Melalui berbagai laporan dari pengamat industri seperti Food Navigator, terlihat adanya pergeseran signifikan dalam cara produsen makanan mengolah buah pir menjadi produk yang lebih bernilai tinggi.
Inovasi ini tidak hanya datang dari sektor restoran mewah, tetapi juga merambah ke industri makanan kemasan, minuman fungsional, hingga produk pengganti daging bagi kaum vegan.
Eksplorasi Tekstur: Antara Renyah dan Lembut
Salah satu tantangan sekaligus peluang terbesar dalam mengolah buah pir adalah karakteristik daging buahnya. Berbeda dengan apel yang cenderung konsisten, pir memiliki butiran halus yang memberikan sensasi unik di lidah.

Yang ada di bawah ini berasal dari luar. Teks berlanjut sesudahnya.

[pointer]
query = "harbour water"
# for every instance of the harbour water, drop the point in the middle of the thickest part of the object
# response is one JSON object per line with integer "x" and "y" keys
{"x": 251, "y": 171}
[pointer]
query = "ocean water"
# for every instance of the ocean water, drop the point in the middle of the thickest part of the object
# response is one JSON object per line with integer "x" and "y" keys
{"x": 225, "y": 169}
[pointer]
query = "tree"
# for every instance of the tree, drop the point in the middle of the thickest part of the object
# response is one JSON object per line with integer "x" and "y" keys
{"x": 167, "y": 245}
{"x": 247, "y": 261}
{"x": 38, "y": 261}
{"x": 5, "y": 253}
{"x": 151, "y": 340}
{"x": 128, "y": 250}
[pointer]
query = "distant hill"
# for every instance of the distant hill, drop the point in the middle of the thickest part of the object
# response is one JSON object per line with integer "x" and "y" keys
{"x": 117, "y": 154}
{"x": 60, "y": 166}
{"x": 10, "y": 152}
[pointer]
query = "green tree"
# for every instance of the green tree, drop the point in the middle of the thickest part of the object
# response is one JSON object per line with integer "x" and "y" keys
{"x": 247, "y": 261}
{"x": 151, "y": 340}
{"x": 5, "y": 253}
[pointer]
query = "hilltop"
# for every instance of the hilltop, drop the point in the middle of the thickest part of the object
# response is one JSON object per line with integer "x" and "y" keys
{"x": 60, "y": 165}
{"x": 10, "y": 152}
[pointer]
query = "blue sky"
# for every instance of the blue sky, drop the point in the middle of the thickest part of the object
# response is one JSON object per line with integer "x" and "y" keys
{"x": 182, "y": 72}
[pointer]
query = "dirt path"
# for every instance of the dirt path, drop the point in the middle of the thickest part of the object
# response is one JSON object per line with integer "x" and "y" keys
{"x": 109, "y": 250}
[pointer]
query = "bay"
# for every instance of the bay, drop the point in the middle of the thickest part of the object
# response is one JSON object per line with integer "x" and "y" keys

Inovasi terbaru melibatkan teknik freeze-drying (pengeringan beku) yang mampu mempertahankan nutrisi sekaligus menciptakan keripik pir dengan kerenyahan maksimal tanpa tambahan minyak.
Di sisi lain, dalam dunia fine dining, teknik pengolahan dengan suhu rendah atau sous-vide menjadi primadona.
Dengan memasak pir dalam kantong kedap udara bersama rempah-rempah seperti star anise atau kayu manis, koki dapat menciptakan tekstur yang sangat lembut namun tetap mempertahankan bentuk aslinya.
Hasilnya adalah komponen hidangan yang memiliki kedalaman rasa yang kompleks, jauh melampaui rasa asli buahnya.